In May 2013, then Health Minister James Reilly announced the relocation of Holles Street to St Vincent’s, where it would be co-located alongside the adult hospital. Planning progressed between Holles Street and St Vincent’s, the site was identified, the new hospital is fully designed and the planning proposal is ready to go.

But St Vincent’s won’t submit the planning application until Holles Street agrees to certain requirements which Holles Street finds unacceptable.

In effect, St Vincent’s is looking for overall control of the clinical and financial management of the new National Maternity Hospital.

Currently, all three Dublin maternity hospitals operate under a ‘mastership’ system, whereby the Master is both CEO and the lead consultant obstetrician and gynaecologist, with overall corporate and clinical responsibility. The Master reports directly to the board of each of the three Dublin maternity hospitals.

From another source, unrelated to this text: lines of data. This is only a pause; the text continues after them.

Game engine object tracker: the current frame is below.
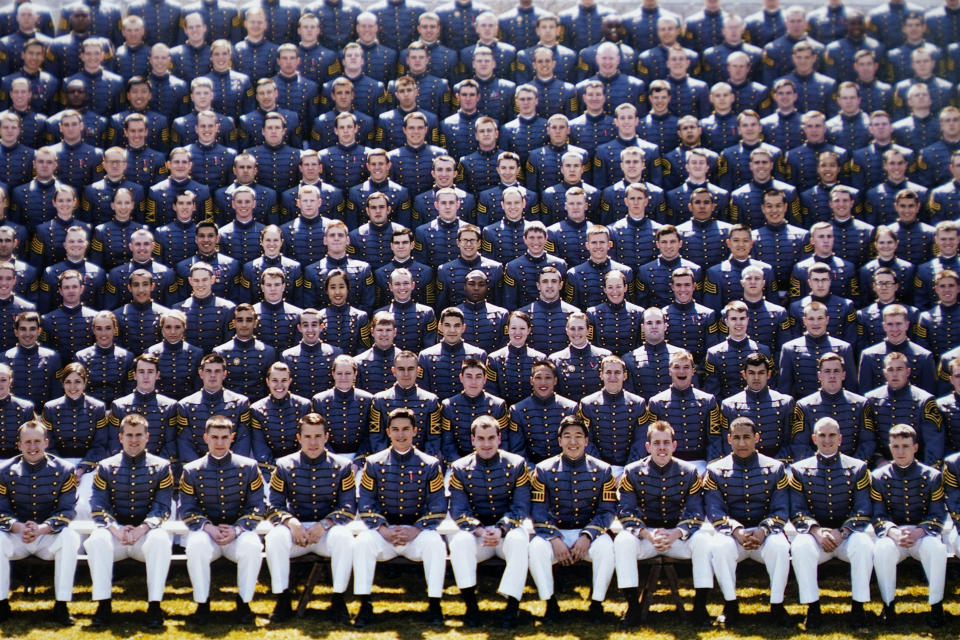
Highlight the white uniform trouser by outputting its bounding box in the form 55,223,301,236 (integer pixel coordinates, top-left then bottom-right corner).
530,529,615,602
0,528,80,602
264,523,353,593
790,531,873,604
353,529,447,598
613,529,713,589
873,536,947,604
184,531,263,602
447,527,530,600
710,533,790,604
83,527,173,602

According to the new national maternity strategy published in February 2016, the mastership is “unique to the three Dublin maternity hospitals” and has “served the country well”. It added: “There are no plans to change the mastership system at present. The mastership system demonstrates a sound governance model, operating with clear lines of accountability and responsibility.”

So government policy is that the mastership system continues and that the national maternity hospital is located on the grounds of St Vincent’s hospital. But due to the stand-off on governance and control, the future of the new national maternity hospital on the site of St Vincent’s is in jeopardy.

What is it with major health infrastructure projects in Ireland? Why do we get it so wrong?

The demographics are clear, we have the second-highest fertility rate in Europe and an ageing population. We also have a health infrastructure that is largely unfit for purpose and needs sustained investment to bring about 21st-century facilities.

It is perfectly possible to do this. But in order to do so in a timely and efficient way, government needs to plan for this and then allocate money and supports to make it happen.

Other health capital commitments in the government plan include the National Forensic Mental Health Services facility in Portrane, which will replace the Central Mental Hospital; new intensive rehabilitation mental health units, cancer facilities, primary care centres and nursing homes, none of which have specific timeframes or earmarked budgets. No further detail is available, as the HSE has not published a capital plan since 2014.

The man currently responsible for these health projects, acting Health Minister Leo Varadkar, is busy negotiating a new minority government. These discussions have been dominated by the issue of charging for water. Varadkar said yesterday that the “suspension of water charges was the wrong thing to do and was not in the public interest”.

Delaying critical, major health infrastructure is also the wrong thing to do, and not in the public interest.

It’s a pity the political squabbling between the two largest political parties could not focus on right things that are really in the public interest. Why not start with getting the site of the new national maternity hospital sorted and delivering the other vital health capital projects? Projects that a make a difference between life and death.